Figure 2.11: Schematic of a Firewall [121]
The “filters” (sometimes called “screens”) block transmission of certain classes of traffic. A
gateway is a machine or a set of machine that provides relay services to compensate for the
effect of the filter. The network inhabited by the gateway is often called the “demilitarized zone
(DMZ)”. A gateway in the DMZ is sometimes assisted by an internal gateway. Either filter, or for
that matter the gateway itself, may be omitted; the details will vary from firewall to firewall. In
general, the outside filter can be used to protect the gateway from attack, while the inside filter
is used to guard against the consequences of a compromised gateway. Either or both filters can
protect the internal network from assaults. An exposed gateway machine is often called a
“bastion host” *145+.
Firewall can be placed in two categories i.e. as packet filter and proxies. Packet filter
inspect the leaders of passing packets and make decisions about actions to take based on
certain rules. Some packet filters are stateful, that is, they look at the state of the connection
and make intelligent decisions about the packet. Proxies look at the packet and decide what to
do with the packet based on its contents as well. The difference between a Proxy and a packet
filter is where and how this decision is to be made. Proxies are much more resource intensive
because they inspect even details of the packet. Proxies also have the ability to cache
information and permit or deny based on payload content. Packet filters are faster, more
efficient, but does not do well while filtering payload content, in fact most does not read the
payload at all, only the header is inspected. The static packet filtering firewall examines each
packet based on the following criteria:
Source IP address
Destination IP address
TCP/UDP source port
TCP/UDP destination port
Stateful packet inspection examines the contents of packets rather than just filtering
them: that is, it considers their contents as well as their addresses. They take into account the
state of the connections they handle so that, for example, a legitimate incoming packet can be
matched with the outbound request for that packet and allowed in. Conversely, an incoming
packet masquerading as a response to a nonexistent outbound request can be blocked. By using
intelligent filtering, most stateful inspection firewalls can effectively track information about the
beginning and end of network. The filter uses smart rules, thus enhancing the filtering process
and controlling the network session rather than controlling the individual packets. Proxy
firewalls increase the level of security between trusted and untrusted networks. The proxy acts
as an interface between the user on the internal trusted network and the Internet. Each
computer communicates with the other by passing all network traffic through the proxy
program. The proxy program evaluates data sent from the client and decides which to pass on
and which to drop. The proxy firewall offers best logging and reporting of activities.

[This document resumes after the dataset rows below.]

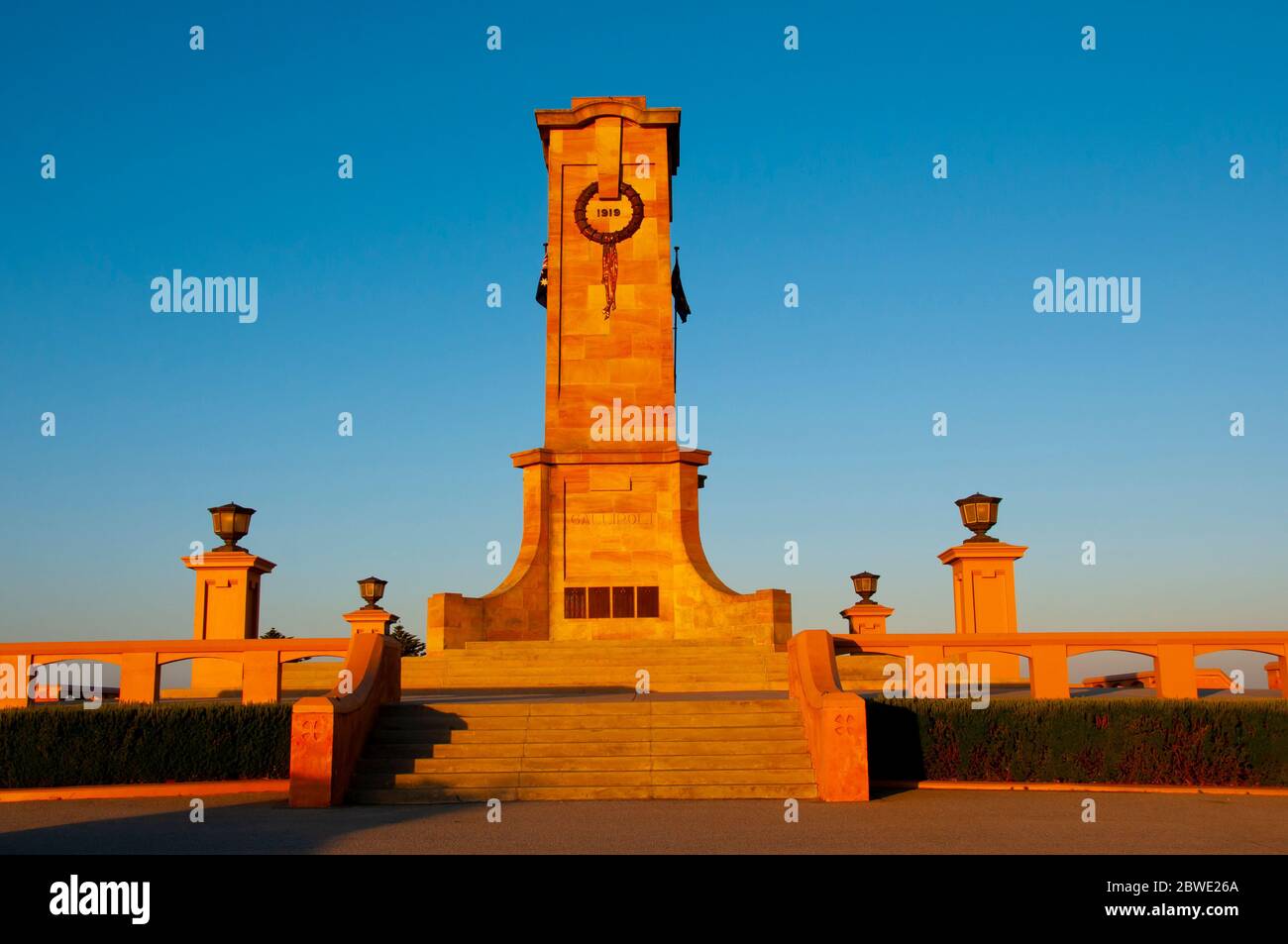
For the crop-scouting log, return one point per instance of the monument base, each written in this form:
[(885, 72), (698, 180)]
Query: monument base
[(610, 552)]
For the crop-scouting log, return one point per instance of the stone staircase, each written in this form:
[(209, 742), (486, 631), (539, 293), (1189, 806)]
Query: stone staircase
[(638, 750), (599, 665)]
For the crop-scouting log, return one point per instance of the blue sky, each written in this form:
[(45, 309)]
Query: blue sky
[(809, 166)]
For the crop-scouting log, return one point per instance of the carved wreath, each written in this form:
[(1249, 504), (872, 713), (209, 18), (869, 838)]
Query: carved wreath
[(608, 240), (626, 232)]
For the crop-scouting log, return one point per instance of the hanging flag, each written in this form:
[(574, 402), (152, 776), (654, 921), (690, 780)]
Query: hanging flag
[(545, 274), (682, 304)]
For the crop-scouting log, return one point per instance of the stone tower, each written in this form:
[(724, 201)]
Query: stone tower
[(610, 545)]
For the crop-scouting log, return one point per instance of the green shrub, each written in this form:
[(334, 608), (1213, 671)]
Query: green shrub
[(143, 743), (1081, 741)]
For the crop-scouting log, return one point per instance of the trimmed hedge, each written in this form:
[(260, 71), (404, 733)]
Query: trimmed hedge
[(143, 743), (1151, 742)]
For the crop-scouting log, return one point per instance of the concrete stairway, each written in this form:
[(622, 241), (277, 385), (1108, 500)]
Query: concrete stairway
[(681, 750), (671, 666)]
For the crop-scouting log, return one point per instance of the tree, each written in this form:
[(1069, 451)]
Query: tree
[(410, 643)]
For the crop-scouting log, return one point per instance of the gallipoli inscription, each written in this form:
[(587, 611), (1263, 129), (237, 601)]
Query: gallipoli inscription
[(613, 518)]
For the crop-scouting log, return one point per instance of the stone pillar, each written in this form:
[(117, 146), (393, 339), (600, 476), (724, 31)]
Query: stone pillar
[(226, 607), (867, 618), (370, 620), (984, 596)]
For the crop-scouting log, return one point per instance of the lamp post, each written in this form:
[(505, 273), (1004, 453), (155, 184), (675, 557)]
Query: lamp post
[(983, 574), (866, 617), (372, 588), (373, 617), (226, 604), (979, 514), (232, 523), (866, 584)]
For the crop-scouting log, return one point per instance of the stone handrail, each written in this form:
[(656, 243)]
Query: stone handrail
[(141, 662), (835, 720), (1048, 653), (327, 733)]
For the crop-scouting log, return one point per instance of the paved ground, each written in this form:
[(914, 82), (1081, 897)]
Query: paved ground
[(909, 822)]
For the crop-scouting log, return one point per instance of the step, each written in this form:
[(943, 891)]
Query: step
[(432, 724), (588, 749), (450, 794)]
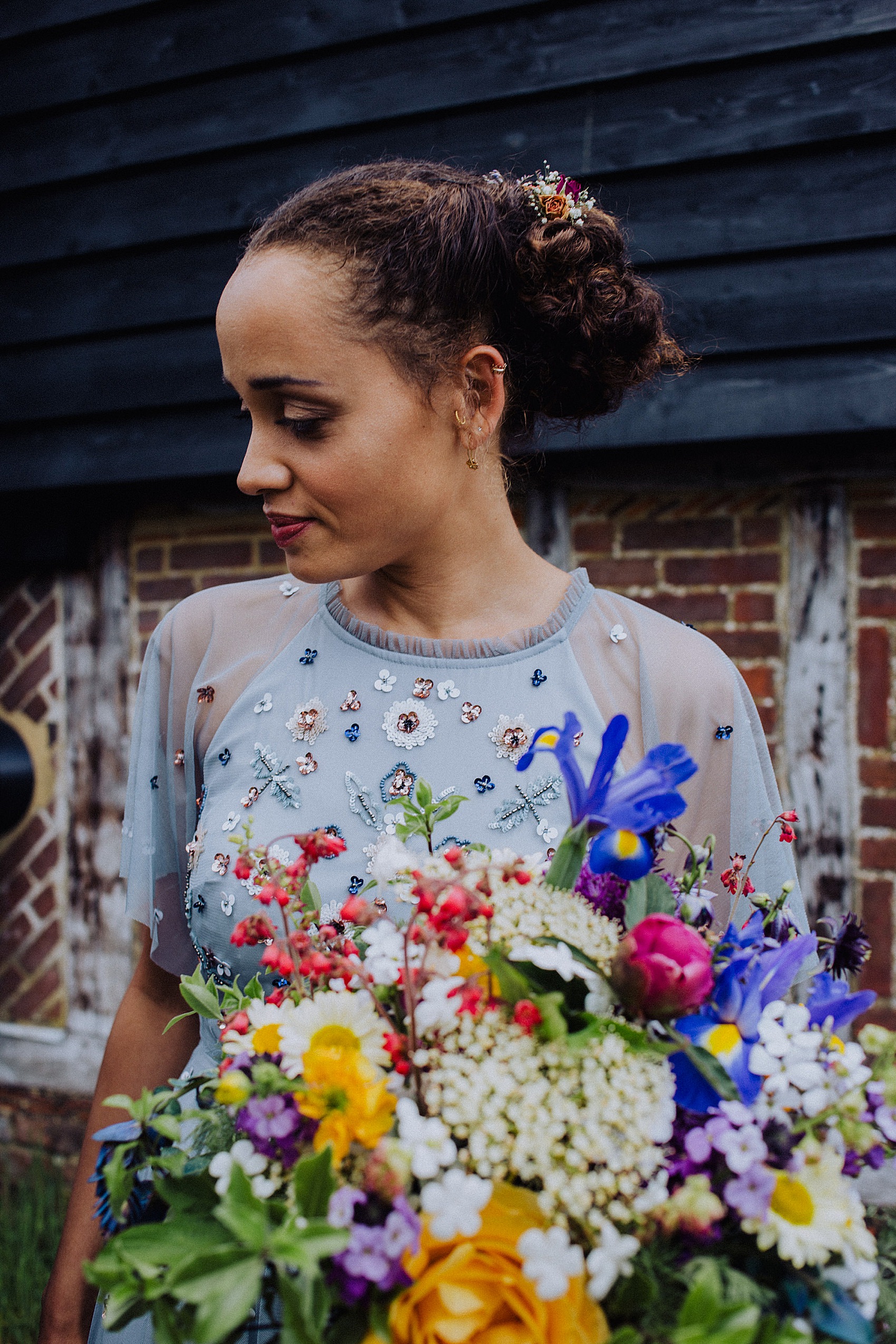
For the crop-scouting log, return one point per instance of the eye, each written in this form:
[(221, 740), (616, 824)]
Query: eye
[(305, 426)]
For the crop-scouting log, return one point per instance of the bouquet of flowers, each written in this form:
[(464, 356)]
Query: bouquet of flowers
[(550, 1104)]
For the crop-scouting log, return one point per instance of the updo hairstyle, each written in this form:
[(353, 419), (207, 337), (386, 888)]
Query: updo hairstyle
[(442, 260)]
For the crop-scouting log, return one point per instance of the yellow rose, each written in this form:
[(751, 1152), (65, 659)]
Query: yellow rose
[(472, 1291)]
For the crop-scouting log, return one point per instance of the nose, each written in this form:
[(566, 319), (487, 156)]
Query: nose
[(262, 468)]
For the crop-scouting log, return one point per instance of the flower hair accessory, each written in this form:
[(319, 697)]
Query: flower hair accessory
[(557, 198)]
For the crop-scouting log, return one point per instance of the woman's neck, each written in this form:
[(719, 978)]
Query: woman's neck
[(472, 577)]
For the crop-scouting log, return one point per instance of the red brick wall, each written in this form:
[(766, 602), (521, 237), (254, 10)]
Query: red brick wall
[(33, 886), (875, 609), (708, 560)]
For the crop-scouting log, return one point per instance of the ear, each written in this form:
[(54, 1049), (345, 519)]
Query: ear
[(483, 386)]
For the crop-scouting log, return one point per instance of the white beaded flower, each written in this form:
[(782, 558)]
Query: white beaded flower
[(511, 737), (409, 724), (308, 721)]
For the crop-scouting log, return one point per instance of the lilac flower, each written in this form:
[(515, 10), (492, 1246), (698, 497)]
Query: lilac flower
[(752, 1193), (340, 1211), (275, 1125), (366, 1254), (605, 891)]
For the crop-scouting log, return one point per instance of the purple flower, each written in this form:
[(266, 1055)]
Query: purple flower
[(605, 891), (340, 1211), (366, 1254), (750, 1194)]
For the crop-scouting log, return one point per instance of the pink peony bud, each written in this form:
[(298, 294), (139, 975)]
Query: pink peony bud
[(663, 968)]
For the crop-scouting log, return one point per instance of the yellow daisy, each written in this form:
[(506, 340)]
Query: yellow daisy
[(332, 1020)]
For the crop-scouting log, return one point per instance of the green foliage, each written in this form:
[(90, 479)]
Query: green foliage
[(33, 1207), (424, 812)]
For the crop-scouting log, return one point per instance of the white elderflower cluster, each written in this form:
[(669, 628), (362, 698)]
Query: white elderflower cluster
[(586, 1124)]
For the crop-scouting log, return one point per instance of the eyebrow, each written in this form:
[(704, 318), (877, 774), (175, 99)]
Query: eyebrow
[(264, 385)]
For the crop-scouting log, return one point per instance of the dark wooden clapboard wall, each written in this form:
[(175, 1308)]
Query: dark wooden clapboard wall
[(750, 145)]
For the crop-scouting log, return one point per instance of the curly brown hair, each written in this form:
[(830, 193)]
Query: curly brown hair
[(442, 258)]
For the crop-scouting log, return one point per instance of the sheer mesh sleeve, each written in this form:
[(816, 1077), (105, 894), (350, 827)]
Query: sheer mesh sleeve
[(677, 686), (218, 640)]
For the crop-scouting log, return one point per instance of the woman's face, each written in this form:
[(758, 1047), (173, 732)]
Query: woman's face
[(355, 464)]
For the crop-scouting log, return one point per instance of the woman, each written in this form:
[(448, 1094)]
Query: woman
[(391, 333)]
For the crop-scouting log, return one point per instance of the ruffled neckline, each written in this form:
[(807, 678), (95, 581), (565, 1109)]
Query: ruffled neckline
[(563, 616)]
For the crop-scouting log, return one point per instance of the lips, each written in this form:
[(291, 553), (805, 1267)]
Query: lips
[(285, 529)]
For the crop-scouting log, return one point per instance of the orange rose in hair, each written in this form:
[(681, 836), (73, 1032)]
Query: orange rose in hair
[(473, 1289)]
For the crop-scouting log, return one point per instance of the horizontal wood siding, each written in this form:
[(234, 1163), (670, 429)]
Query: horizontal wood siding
[(750, 145)]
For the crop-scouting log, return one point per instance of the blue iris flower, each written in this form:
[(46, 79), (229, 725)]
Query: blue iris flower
[(728, 1025), (831, 998), (628, 807)]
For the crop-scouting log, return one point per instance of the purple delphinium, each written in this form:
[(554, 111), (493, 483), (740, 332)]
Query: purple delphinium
[(381, 1233), (605, 891), (752, 1194), (275, 1127)]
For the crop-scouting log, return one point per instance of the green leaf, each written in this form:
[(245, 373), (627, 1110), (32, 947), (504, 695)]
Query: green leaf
[(636, 902), (314, 1182), (179, 1018), (660, 900), (512, 983), (708, 1066), (223, 1293), (120, 1182), (242, 1213), (569, 858), (554, 1025)]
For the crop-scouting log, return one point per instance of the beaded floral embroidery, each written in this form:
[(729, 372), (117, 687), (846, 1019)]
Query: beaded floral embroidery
[(409, 724), (511, 737), (308, 721), (398, 783)]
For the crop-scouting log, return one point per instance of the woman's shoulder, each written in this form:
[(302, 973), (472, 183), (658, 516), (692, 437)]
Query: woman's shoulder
[(238, 616)]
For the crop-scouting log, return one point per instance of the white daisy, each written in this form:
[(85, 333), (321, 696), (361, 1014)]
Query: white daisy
[(332, 1020), (308, 721), (511, 737), (409, 724)]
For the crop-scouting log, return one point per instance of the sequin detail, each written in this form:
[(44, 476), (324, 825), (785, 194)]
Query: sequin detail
[(362, 803), (409, 724), (275, 777), (308, 721), (512, 812), (511, 737), (398, 783)]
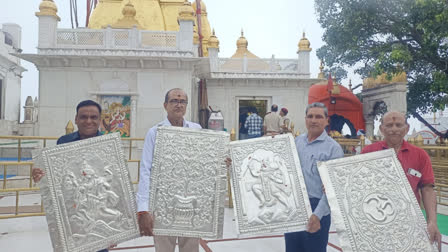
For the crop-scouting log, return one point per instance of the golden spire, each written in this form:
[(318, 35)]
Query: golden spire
[(213, 42), (186, 12), (195, 35), (48, 8), (242, 41), (321, 68), (128, 21), (304, 44)]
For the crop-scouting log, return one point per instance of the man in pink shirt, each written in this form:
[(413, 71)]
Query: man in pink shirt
[(415, 162)]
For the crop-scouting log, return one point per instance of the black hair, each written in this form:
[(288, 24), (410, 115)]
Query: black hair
[(169, 91), (88, 103)]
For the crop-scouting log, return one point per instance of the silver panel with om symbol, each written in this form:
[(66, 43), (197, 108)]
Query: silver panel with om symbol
[(372, 204), (269, 192), (188, 182), (87, 194)]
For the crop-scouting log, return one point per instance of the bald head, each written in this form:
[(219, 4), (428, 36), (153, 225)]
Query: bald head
[(394, 115), (394, 127)]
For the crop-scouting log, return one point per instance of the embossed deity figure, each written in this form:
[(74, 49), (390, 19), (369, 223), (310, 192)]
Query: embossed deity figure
[(271, 186), (88, 115)]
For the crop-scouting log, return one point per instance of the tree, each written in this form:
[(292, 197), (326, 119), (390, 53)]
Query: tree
[(389, 36)]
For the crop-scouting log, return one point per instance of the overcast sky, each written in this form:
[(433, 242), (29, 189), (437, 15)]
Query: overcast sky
[(272, 27)]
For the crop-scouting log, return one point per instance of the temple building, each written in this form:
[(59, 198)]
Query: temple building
[(133, 52), (10, 79)]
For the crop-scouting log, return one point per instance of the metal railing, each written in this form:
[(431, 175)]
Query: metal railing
[(437, 153), (439, 160)]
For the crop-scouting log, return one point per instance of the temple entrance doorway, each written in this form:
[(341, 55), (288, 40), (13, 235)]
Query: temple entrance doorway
[(244, 103)]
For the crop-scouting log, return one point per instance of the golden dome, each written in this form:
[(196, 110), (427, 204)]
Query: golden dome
[(186, 12), (203, 7), (128, 21), (148, 14), (242, 41), (254, 62), (129, 10), (48, 8), (304, 44), (213, 42)]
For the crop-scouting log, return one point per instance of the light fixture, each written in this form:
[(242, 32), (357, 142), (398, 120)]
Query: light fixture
[(332, 100)]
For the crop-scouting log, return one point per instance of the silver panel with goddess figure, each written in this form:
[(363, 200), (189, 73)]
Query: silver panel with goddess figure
[(269, 192), (372, 204), (87, 194), (188, 182)]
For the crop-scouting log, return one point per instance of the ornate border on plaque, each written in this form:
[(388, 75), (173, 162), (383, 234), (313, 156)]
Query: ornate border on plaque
[(269, 192), (372, 204), (87, 194), (188, 182)]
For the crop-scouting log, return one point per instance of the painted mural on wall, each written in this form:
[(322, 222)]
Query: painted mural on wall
[(116, 115)]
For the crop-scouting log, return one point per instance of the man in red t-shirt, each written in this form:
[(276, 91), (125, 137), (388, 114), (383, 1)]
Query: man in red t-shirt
[(415, 162)]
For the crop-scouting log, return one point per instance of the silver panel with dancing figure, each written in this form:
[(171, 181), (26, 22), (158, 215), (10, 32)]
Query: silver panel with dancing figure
[(188, 182), (87, 194), (269, 192), (372, 204)]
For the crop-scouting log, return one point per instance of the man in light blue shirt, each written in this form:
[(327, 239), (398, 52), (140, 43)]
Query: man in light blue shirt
[(312, 147), (175, 104)]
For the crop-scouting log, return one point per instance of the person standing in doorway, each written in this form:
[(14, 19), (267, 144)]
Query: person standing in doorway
[(284, 122), (254, 123), (271, 124), (242, 120), (312, 147)]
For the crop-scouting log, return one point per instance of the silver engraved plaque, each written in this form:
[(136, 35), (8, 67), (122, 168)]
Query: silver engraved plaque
[(372, 204), (188, 182), (269, 192), (87, 194)]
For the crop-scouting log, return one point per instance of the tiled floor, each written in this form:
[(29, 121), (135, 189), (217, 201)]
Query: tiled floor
[(31, 234)]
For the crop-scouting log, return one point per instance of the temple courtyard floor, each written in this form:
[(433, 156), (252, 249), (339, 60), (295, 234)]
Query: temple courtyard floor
[(31, 234)]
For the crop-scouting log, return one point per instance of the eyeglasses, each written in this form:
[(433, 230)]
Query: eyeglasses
[(176, 101)]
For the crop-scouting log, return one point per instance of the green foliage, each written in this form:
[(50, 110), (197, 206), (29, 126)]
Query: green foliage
[(377, 36)]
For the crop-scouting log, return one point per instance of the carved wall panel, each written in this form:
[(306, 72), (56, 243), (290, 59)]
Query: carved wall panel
[(269, 192), (188, 182), (87, 194), (372, 204)]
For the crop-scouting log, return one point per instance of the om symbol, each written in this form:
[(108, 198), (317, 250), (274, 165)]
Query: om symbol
[(379, 208)]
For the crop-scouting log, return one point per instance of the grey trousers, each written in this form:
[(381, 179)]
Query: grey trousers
[(168, 243)]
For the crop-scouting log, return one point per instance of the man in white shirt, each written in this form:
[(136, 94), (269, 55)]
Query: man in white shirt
[(175, 104), (272, 122)]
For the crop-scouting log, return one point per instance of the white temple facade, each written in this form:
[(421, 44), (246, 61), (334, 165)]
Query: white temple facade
[(129, 70), (10, 78)]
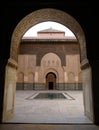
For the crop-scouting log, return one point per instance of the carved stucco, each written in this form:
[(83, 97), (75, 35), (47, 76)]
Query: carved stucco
[(42, 15)]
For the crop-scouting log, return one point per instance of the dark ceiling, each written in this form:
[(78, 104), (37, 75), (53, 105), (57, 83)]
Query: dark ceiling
[(86, 13)]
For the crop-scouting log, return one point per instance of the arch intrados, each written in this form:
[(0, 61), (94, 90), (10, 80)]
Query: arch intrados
[(42, 15), (51, 73)]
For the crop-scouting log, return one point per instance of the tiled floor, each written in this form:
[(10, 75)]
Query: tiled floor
[(70, 110), (47, 127)]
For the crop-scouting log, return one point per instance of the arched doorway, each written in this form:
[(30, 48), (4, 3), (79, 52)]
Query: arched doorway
[(30, 20), (51, 81)]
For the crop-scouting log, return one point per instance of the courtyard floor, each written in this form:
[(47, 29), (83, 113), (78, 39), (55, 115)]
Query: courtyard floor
[(30, 110)]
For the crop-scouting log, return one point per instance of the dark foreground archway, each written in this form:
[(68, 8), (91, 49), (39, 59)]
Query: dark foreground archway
[(34, 18)]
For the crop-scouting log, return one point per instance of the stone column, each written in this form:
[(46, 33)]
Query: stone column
[(10, 88)]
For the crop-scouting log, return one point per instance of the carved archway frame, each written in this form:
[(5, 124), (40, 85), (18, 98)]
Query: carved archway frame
[(42, 15)]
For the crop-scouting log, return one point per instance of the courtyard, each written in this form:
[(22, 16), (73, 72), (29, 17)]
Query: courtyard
[(29, 109)]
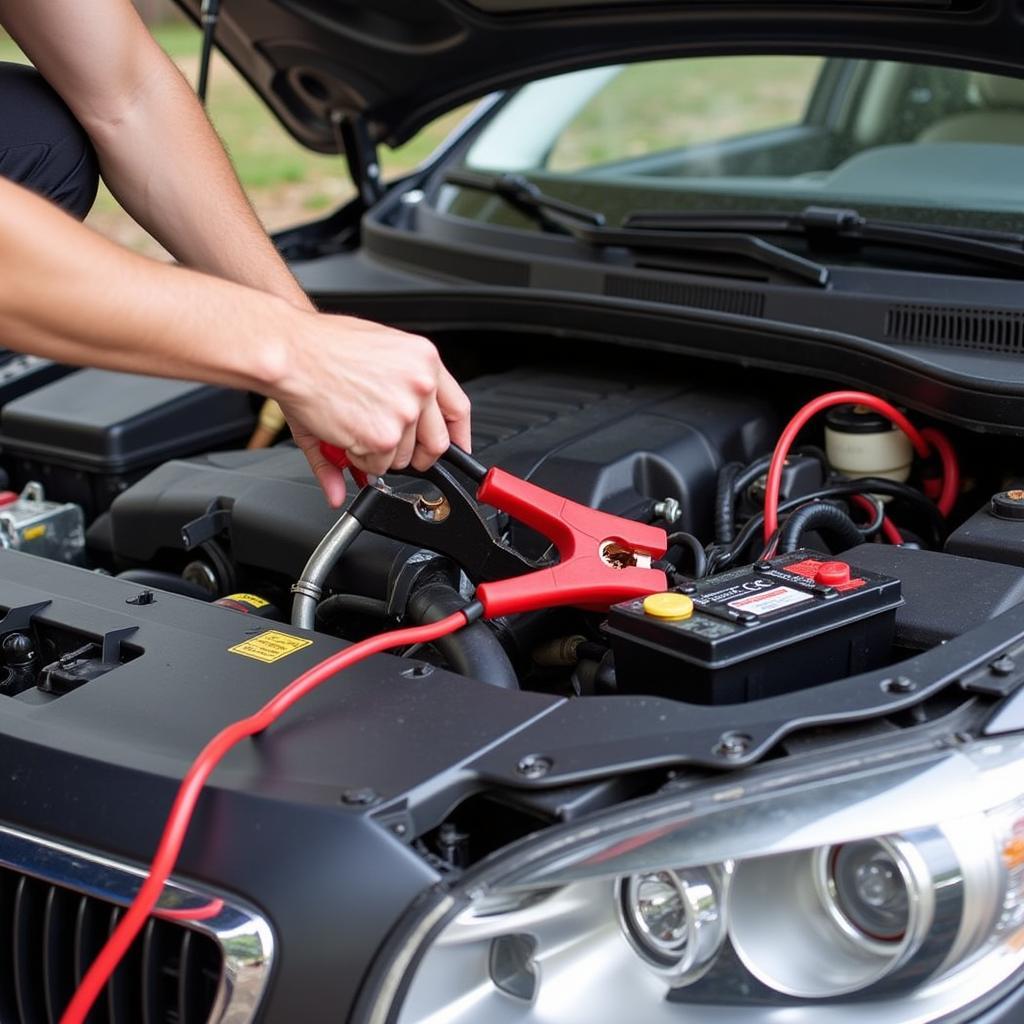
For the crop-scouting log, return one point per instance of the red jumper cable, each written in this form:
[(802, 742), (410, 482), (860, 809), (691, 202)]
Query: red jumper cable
[(604, 559)]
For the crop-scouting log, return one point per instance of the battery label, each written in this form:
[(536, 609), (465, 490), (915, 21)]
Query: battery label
[(769, 600)]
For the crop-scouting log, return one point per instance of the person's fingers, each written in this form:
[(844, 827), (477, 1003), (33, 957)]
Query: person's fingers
[(456, 409), (431, 437), (403, 454), (331, 479)]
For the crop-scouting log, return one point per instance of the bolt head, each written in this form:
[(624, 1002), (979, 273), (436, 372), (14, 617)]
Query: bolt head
[(534, 766), (733, 744), (358, 797), (898, 684)]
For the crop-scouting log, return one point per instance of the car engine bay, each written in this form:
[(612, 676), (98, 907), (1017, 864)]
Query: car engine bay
[(162, 603)]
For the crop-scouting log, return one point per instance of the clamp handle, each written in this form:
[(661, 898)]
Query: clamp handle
[(588, 541), (339, 459)]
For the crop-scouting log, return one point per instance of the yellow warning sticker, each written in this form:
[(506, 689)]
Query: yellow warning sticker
[(253, 599), (269, 646)]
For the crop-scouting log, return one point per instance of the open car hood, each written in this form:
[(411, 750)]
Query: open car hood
[(398, 64)]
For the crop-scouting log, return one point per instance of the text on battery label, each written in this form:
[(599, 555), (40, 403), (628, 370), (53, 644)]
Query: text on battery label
[(769, 600), (738, 590)]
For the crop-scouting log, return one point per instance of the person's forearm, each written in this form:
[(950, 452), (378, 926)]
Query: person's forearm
[(69, 294), (194, 205), (158, 153)]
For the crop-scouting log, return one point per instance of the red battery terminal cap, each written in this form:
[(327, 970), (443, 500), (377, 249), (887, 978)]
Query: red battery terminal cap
[(833, 573)]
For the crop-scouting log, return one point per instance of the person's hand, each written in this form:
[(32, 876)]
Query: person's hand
[(381, 394)]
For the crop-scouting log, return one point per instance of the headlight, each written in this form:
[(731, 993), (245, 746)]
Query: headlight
[(891, 891)]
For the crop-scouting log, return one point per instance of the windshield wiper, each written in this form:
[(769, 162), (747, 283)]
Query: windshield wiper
[(527, 199), (588, 226), (823, 223)]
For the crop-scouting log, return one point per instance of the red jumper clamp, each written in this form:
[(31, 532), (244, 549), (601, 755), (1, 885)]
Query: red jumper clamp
[(603, 559), (339, 458)]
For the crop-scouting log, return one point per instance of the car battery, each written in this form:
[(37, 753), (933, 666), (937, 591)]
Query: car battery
[(50, 529), (798, 621)]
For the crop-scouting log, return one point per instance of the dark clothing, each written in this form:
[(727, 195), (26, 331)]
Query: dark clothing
[(42, 146)]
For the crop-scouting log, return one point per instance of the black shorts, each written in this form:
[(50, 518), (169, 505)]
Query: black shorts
[(42, 146)]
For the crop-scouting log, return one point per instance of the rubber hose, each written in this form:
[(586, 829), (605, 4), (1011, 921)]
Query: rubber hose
[(166, 581), (349, 604), (725, 504), (336, 542), (474, 650), (828, 519)]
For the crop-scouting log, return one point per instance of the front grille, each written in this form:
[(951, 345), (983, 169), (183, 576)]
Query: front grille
[(50, 934)]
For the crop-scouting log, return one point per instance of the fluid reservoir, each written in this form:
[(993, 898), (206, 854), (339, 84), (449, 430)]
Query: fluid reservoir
[(861, 442)]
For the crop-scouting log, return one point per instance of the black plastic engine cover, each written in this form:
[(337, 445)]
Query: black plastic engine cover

1.2.1.2 Intrusion Detection System (IDS)
The intrusion detection technology dates back to 1980 [5]. An IDS is used to detect and alert on
possible malicious events within a network. IDS solutions are designed to monitor events in an
IT system, thus complementing the first line of defense (behind fire- walls) against attacks.
Intrusion Detection is the art of detecting inappropriate, incorrect, or anomalous activity. IDS
sensors may be placed alt various points throughout the network, to include the interfaces
between the local network and the Internet, critical points within the local network, or on
individual host system. Intrusion detection systems can be classified along two dimensions:
host-based versus network-based and signature-based versus anomaly-based. An IDS is normally
signature based, i.e., it will look for predefined signatures of bad events. These signatures
normally reside in a database associated with the IDS. They may also perform statistical and
anomaly analysis of network traffic to detect malicious intrusions [52]. When malicious activity
is detected they can notify the system administrator. The packets are examined and sometimes
compared with empirical data to verify whether they are malicious or benign nature [109].
Anomaly detection (sub) systems, for exanp1e, the anomaly detector of [153], observed
activities that deviate significantly from the established norria1 usage profiles as anomalies, that
is, possible intrusions. For example, the normal profile of a user may contain the averaged
frequencies of some system commands used in his or her login sessions. However, anomaly
detection systems tend to generate more false alarms than misuse detection systems because
an anomaly can just be a new normal behavior. Some IDSs, [153] and [1] use both anomaly and
misuse detection techniques. Since activities at different penetration points are normally
recorded in different audit data sources, an IDS often needs to be extended to incorporate
additional modu1 s that specialize in certain components (e.g., hosts, subnets, etc.) of the
network systems. Therefore IDSs need to be adaptive in such a way that frequent and timely
updates are possible [77]. The use of IDS and firewalls provide a certain level of security
protection to the system administrator. However, there are recognized shortfalls with the use of
an IDS and firewalls to protect a network. The shortcomings associated with a firewall include
the following:
1. The firewall cannot protect against attacks that bypass it, such as a. dial-in or
dial-out capability
2. The firewall at the network interface does not protect against internal threats.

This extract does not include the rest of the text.